L’expérience a répondu positivement. Dans l’estomac du moustique qui a piqué à la tombée du jour ou pendant la nuit l’homme atteint de filariose, on retrouve quelques-uns des embryons de filaire qui circulaient à ce moment dans le sang. Douze heures après, ces embryons traversent la paroi de l’estomac du moustique et se logent dans les muscles du thorax, où ils se transforment en larves.

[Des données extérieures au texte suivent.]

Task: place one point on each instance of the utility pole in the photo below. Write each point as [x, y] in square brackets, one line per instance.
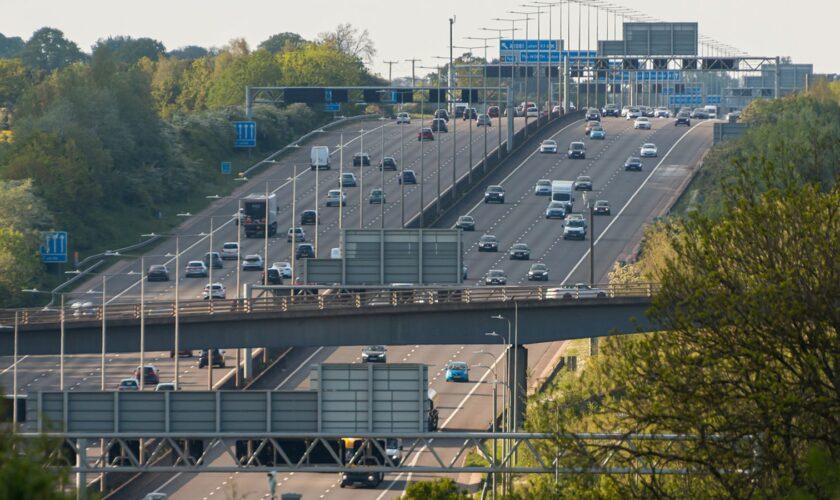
[390, 65]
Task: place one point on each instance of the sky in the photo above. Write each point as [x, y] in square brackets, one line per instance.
[401, 30]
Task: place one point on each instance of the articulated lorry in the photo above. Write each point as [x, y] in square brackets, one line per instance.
[257, 213]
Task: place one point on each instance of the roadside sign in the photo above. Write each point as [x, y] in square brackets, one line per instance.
[54, 249]
[246, 134]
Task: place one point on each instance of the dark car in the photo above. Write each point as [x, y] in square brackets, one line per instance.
[361, 160]
[275, 277]
[495, 277]
[218, 359]
[425, 134]
[633, 163]
[213, 260]
[158, 272]
[602, 207]
[407, 177]
[373, 354]
[494, 194]
[583, 183]
[577, 151]
[488, 243]
[388, 163]
[305, 251]
[308, 217]
[683, 119]
[538, 272]
[520, 251]
[611, 110]
[150, 375]
[466, 222]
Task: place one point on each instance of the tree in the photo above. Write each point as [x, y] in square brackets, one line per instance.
[349, 40]
[130, 50]
[439, 489]
[48, 50]
[282, 42]
[10, 46]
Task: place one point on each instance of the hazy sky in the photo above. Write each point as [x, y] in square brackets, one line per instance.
[803, 30]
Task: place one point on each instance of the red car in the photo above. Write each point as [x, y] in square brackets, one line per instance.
[425, 134]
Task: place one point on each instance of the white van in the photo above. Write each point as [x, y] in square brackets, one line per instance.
[319, 158]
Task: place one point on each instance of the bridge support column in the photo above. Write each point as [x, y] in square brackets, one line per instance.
[248, 372]
[518, 383]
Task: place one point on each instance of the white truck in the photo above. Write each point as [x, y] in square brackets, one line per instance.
[562, 191]
[319, 158]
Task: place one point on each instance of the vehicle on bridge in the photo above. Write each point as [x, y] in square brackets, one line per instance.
[374, 354]
[576, 291]
[319, 158]
[457, 371]
[260, 212]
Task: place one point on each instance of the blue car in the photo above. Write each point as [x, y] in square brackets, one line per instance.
[457, 370]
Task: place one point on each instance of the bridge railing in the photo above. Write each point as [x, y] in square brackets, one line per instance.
[285, 298]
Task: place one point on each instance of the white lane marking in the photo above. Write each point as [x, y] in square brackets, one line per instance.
[632, 197]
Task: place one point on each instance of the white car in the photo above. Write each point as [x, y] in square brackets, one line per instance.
[543, 188]
[230, 250]
[218, 291]
[648, 150]
[285, 269]
[642, 122]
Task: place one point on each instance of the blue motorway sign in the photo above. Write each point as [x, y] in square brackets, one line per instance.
[528, 45]
[685, 99]
[246, 134]
[54, 249]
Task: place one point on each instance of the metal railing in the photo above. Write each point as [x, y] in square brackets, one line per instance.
[286, 298]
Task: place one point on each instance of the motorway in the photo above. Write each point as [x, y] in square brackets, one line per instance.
[636, 198]
[84, 372]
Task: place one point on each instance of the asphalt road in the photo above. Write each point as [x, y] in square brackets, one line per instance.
[636, 198]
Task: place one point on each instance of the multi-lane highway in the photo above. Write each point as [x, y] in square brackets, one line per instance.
[372, 136]
[635, 197]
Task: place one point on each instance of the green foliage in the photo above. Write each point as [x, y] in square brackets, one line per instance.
[49, 50]
[282, 42]
[188, 53]
[439, 489]
[10, 46]
[129, 50]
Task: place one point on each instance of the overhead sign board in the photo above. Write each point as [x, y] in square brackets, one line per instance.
[54, 249]
[246, 134]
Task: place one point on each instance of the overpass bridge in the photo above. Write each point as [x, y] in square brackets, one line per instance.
[310, 316]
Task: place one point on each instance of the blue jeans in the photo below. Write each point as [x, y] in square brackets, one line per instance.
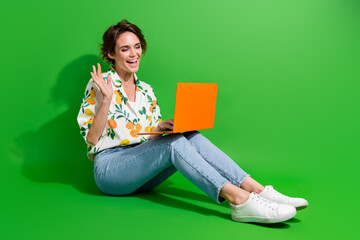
[124, 170]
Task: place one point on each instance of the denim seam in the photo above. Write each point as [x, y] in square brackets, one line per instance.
[220, 170]
[218, 188]
[113, 169]
[242, 179]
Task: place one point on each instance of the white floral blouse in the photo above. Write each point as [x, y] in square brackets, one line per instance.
[124, 121]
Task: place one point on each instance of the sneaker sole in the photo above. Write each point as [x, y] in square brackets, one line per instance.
[301, 207]
[262, 220]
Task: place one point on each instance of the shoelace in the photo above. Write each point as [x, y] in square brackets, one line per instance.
[278, 195]
[265, 202]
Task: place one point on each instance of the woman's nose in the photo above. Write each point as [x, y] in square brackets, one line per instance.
[132, 52]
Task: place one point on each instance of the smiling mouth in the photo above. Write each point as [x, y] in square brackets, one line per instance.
[132, 62]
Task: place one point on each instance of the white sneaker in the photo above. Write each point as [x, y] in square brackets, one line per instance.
[271, 194]
[260, 210]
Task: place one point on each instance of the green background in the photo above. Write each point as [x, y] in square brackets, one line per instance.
[287, 113]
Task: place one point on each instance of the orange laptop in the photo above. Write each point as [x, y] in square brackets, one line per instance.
[194, 107]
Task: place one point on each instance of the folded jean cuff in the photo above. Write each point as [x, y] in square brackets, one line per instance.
[220, 199]
[242, 179]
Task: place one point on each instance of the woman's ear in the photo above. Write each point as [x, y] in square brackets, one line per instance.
[110, 56]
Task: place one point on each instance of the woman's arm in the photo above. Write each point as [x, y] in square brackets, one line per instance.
[100, 119]
[99, 123]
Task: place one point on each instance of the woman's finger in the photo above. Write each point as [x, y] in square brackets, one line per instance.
[99, 71]
[109, 80]
[94, 70]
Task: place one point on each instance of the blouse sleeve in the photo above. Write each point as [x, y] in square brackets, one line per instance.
[90, 105]
[156, 115]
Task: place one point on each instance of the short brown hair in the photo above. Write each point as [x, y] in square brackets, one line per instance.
[113, 33]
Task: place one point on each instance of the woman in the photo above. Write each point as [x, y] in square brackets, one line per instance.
[117, 106]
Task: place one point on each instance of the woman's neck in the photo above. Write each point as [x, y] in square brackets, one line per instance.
[125, 77]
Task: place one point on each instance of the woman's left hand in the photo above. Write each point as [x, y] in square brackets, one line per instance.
[166, 125]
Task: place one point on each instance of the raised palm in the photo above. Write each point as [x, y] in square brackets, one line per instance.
[105, 86]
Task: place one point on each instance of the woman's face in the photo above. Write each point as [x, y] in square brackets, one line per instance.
[127, 52]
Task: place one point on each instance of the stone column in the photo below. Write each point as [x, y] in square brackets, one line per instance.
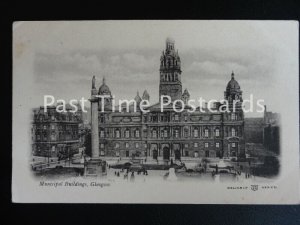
[95, 124]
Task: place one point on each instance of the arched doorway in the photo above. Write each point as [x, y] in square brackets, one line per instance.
[155, 154]
[166, 153]
[177, 154]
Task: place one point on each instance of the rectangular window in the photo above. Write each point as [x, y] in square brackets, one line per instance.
[217, 132]
[206, 133]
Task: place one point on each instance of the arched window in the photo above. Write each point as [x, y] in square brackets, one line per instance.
[165, 133]
[233, 132]
[196, 132]
[186, 132]
[154, 133]
[176, 133]
[206, 132]
[101, 133]
[117, 133]
[137, 133]
[127, 133]
[217, 132]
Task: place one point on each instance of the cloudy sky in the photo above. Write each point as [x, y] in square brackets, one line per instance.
[65, 56]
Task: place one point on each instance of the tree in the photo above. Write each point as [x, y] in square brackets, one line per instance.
[88, 144]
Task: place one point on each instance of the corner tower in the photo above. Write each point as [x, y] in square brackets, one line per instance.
[170, 72]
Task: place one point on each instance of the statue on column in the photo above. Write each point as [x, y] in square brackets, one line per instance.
[93, 82]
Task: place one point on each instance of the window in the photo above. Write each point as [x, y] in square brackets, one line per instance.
[186, 132]
[117, 134]
[233, 116]
[217, 132]
[176, 117]
[176, 133]
[137, 133]
[165, 133]
[154, 133]
[102, 133]
[206, 132]
[196, 132]
[126, 133]
[233, 133]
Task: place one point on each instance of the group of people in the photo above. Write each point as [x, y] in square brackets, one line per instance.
[132, 174]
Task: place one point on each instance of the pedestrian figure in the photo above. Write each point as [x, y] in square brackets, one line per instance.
[132, 177]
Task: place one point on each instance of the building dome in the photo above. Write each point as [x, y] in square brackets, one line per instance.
[232, 84]
[104, 89]
[137, 98]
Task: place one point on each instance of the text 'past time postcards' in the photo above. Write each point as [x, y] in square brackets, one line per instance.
[156, 112]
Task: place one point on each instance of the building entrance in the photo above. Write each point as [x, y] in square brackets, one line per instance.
[166, 153]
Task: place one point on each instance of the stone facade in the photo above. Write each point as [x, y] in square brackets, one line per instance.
[55, 134]
[170, 134]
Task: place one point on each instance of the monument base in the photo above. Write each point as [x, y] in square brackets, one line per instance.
[95, 167]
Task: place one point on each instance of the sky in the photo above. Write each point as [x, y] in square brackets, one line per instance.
[66, 55]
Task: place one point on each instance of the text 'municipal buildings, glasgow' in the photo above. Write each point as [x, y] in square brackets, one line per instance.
[168, 134]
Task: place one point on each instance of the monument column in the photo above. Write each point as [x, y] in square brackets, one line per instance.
[94, 167]
[94, 121]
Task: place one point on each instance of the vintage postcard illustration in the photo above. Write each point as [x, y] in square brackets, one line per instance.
[156, 112]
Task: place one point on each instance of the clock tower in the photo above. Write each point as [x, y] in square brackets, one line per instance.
[170, 72]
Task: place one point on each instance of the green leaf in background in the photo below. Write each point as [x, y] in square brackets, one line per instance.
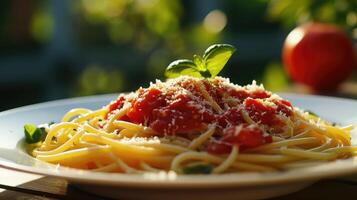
[199, 62]
[182, 67]
[217, 56]
[274, 77]
[208, 66]
[33, 134]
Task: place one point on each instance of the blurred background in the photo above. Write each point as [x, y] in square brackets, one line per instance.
[52, 49]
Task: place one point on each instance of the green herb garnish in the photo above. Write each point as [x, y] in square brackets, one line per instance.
[33, 134]
[198, 169]
[311, 113]
[207, 66]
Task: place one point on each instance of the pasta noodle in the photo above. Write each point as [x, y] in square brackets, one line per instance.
[190, 124]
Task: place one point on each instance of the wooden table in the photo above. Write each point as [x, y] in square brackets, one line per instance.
[18, 185]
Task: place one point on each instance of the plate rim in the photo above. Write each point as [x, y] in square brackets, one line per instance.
[183, 181]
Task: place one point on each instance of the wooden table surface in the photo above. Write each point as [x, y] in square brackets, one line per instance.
[18, 185]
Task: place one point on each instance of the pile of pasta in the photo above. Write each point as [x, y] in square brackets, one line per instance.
[106, 140]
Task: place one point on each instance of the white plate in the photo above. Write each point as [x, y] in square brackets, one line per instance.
[163, 186]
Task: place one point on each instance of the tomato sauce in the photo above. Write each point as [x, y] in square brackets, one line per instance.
[182, 109]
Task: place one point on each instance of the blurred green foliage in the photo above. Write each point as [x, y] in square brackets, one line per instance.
[275, 78]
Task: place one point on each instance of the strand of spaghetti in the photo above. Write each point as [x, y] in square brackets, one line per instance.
[228, 162]
[166, 147]
[68, 144]
[94, 122]
[262, 158]
[147, 167]
[344, 134]
[193, 155]
[74, 112]
[91, 129]
[344, 149]
[55, 129]
[72, 154]
[177, 140]
[302, 134]
[246, 117]
[324, 132]
[126, 168]
[300, 164]
[63, 136]
[323, 146]
[348, 128]
[209, 98]
[82, 144]
[124, 149]
[107, 168]
[288, 142]
[277, 139]
[289, 126]
[120, 113]
[202, 138]
[308, 154]
[154, 143]
[100, 112]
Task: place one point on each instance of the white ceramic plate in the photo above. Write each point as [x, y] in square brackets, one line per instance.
[163, 186]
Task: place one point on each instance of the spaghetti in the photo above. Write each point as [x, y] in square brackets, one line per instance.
[194, 125]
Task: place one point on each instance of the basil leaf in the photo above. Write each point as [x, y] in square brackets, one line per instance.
[311, 113]
[182, 67]
[198, 169]
[199, 62]
[216, 56]
[33, 134]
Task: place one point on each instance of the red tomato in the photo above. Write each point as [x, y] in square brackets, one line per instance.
[318, 55]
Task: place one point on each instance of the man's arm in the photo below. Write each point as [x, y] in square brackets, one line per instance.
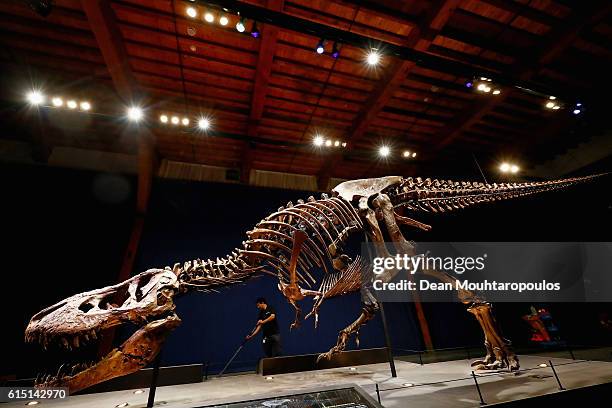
[268, 319]
[257, 329]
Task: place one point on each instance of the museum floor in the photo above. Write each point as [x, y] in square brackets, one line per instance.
[437, 384]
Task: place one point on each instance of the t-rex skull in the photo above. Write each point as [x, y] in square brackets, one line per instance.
[145, 300]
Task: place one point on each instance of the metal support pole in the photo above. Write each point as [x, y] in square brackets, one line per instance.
[153, 385]
[478, 388]
[571, 352]
[561, 388]
[387, 340]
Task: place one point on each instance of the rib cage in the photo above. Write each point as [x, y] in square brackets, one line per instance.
[328, 222]
[267, 249]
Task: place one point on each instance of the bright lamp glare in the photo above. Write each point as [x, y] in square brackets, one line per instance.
[35, 98]
[134, 114]
[240, 27]
[191, 12]
[373, 57]
[203, 123]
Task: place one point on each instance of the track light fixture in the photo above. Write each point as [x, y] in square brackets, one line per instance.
[35, 98]
[335, 51]
[209, 17]
[255, 31]
[321, 46]
[241, 25]
[223, 20]
[373, 57]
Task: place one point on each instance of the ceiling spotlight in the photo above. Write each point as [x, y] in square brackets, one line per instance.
[192, 12]
[335, 51]
[373, 57]
[35, 98]
[203, 124]
[255, 31]
[134, 114]
[321, 46]
[240, 25]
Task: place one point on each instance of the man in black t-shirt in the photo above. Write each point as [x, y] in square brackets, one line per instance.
[268, 324]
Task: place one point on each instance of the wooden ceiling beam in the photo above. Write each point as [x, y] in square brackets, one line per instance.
[559, 39]
[419, 39]
[258, 98]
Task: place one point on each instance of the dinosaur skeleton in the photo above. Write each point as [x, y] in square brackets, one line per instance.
[290, 244]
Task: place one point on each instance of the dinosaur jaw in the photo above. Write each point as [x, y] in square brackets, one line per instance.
[135, 353]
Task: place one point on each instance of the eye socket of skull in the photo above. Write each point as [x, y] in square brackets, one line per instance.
[149, 293]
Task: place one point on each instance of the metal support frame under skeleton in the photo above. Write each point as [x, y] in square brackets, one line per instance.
[289, 244]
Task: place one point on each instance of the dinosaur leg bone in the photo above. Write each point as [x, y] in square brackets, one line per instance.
[292, 291]
[367, 313]
[499, 350]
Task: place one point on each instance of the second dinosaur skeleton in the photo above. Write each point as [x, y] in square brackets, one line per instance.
[291, 243]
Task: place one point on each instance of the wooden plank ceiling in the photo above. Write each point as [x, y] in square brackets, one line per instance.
[268, 97]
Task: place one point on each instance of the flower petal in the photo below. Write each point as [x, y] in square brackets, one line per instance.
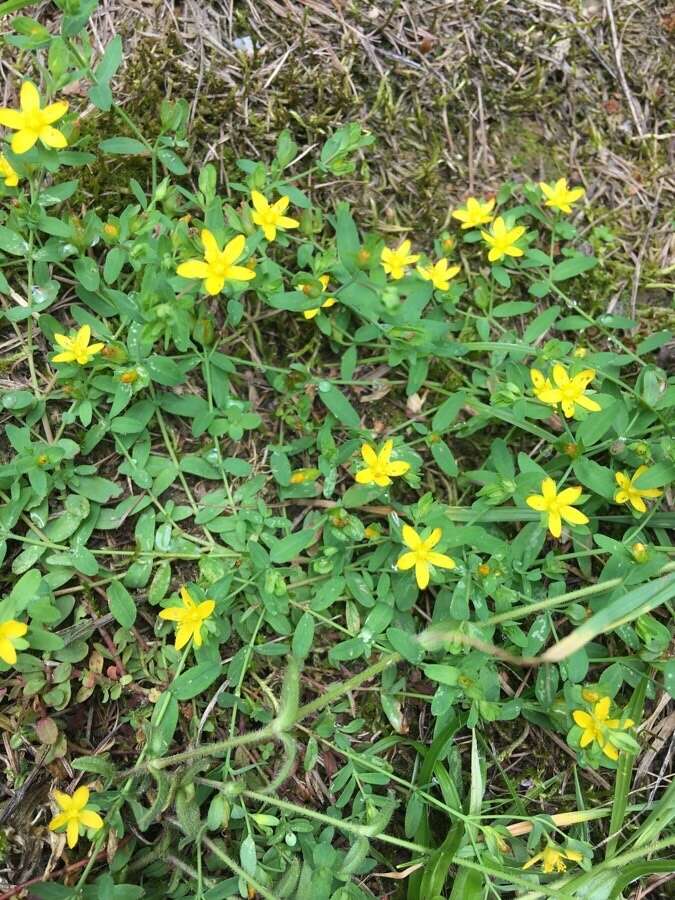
[560, 375]
[52, 137]
[183, 635]
[80, 798]
[194, 268]
[569, 495]
[573, 515]
[23, 140]
[239, 273]
[536, 501]
[406, 561]
[260, 204]
[433, 538]
[422, 574]
[233, 249]
[214, 284]
[555, 524]
[29, 97]
[54, 112]
[72, 832]
[441, 560]
[411, 537]
[172, 614]
[211, 248]
[59, 820]
[90, 819]
[11, 118]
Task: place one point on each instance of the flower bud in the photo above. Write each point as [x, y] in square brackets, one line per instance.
[115, 353]
[363, 258]
[640, 552]
[204, 331]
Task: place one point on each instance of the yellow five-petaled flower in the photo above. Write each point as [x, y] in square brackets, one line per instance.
[553, 858]
[421, 555]
[218, 266]
[7, 173]
[77, 348]
[9, 632]
[560, 196]
[190, 618]
[271, 218]
[33, 123]
[74, 813]
[379, 469]
[540, 384]
[394, 262]
[629, 493]
[596, 724]
[474, 213]
[439, 274]
[566, 391]
[559, 507]
[327, 303]
[502, 240]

C’est là qu’on les perd de vue. Ne sachant plus ce que devient la larve jusqu’au montent où on la retrouvera dans un vaisseau lymphatique de l’homme, il fallut suppléer à cette lacune de l’observation. On le fit au moyen d’une supposition très plausible. On imagina que le moustique, dont l’existence est limitée à une durée de cinquante jours environ, venant à mourir, son cadavre se détruisait dans l’eau et que les jeunes filaires, mises en liberté, y menaient alors une vie libre et active. Il arrive souvent, en effet, qu’en pondant, ou après avoir pondu ses œufs à la surface de l’eau, la femelle du moustique s’y noie. Son corps se détruit. Les larves de filaire mobiles, nageuses, ainsi libérées, pourraient être avalées par l’homme, qui prendrait alors le germe de la maladie. La transmission à l’homme, d’après cela, se ferait par une eau contaminée ; l’usage d’eau filtrée ou bouillie devait mettre à l’abri de la filariose.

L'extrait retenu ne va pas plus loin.